Proof: For any $\rm i<j$, $\rm \forall x\in N(T^i), T^i(x)=0\implies T^{j-i}(T^i(x))=0\implies T^j(x)=0$.

$\rm \implies x\in N(T^j)\implies N(T^i)\subset N(T^j). \quad\quad\square$

Lemma $\rm 2$: If there exists an $\rm i\in \mathbb N$ such that $\rm N(T^i)=N(T^{i+1})$ then, $\rm N(T^i)=N(T^j) \quad\forall j\ge i.$

Proof: Suppose that for some $\rm i\in \mathbb N$, $\rm N(T^i)=N(T^{i+1})$. By lemma $\rm 1$, it suffices to show that $\rm N(T^{j})\subset N(T^i)\quad \forall j\ge i.$

Since lemma $\rm 2$ is true for $\rm j=i,i+1$, suppose that $\rm j>i+1.$

$\rm \forall x\in N(T^{i+2}), 0=T^{i+2}(x)=T(T^{i+1}(x))=T(T^i(x))=T^{i+1}(x)\implies x\in N(T^{i+1})$.

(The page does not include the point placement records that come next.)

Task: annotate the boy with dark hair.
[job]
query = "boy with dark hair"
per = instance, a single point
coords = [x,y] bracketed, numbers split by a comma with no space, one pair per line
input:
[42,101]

$\rm \implies N(T^{i+2})\subset N(T^{i+1})\implies N(T^{i+2})=N(T^{i+1})$. It follows by induction that $\rm N(T^{i+1+r})=N(T^{i+1})=N(T^i)\quad \forall r\in \mathbb N. \quad \square$

Suppose that $m>n$. Suppose on the contrary that $\rm T^n\not\equiv 0$. It follows that $\rm N(T^n)\ne V$. By lemma $\rm 2, N(T)\subsetneq N(T^2)\subsetneq N(T^2)\subsetneq \cdots \subsetneq N(T^n)$. Choose any $\rm v_1\in N(T)$ and for every $\rm i\gt 1$, choose $\rm v_i\in N(T^i)$ such that $\rm v_i\notin N(T^{i-1}).$

Note that the set of $\rm v_i$'s is a basis of $\rm V$. For any $\rm y\in V$ there exist $\rm k_i$'s in $\rm K$ such that $\rm y=k_1v_1+\cdots +k_nv_n\implies T^n(y)=0\implies T^n\equiv 0$, which contradicts the assumption.

So $\rm T^n\equiv 0$.

Answer 4

Here's another proof without using the minimal polynomial, but only using properties of the characteristic polynomial. First assume $k$ is algebraically closed. Then all eigenvectors of $f$ have eigenvalue $0$, simply because $fv = \lambda v$ implies $f^m v = \lambda^m v$. So the characteristic polynomial of $f$ is just $X^n$. By Cayley-Hamilton the result follows. Now if $k$ is not algebraically closed, we can see $f$ as a map from a vector space over an algebraic closure $K$ of $k$, either by extension of scalars or by choosing a basis and replacing $k^n$ by $K^n$. Under this procedure the minimal polynomial obviously stays the same. Then by the result above we get $f^n = 0$ also.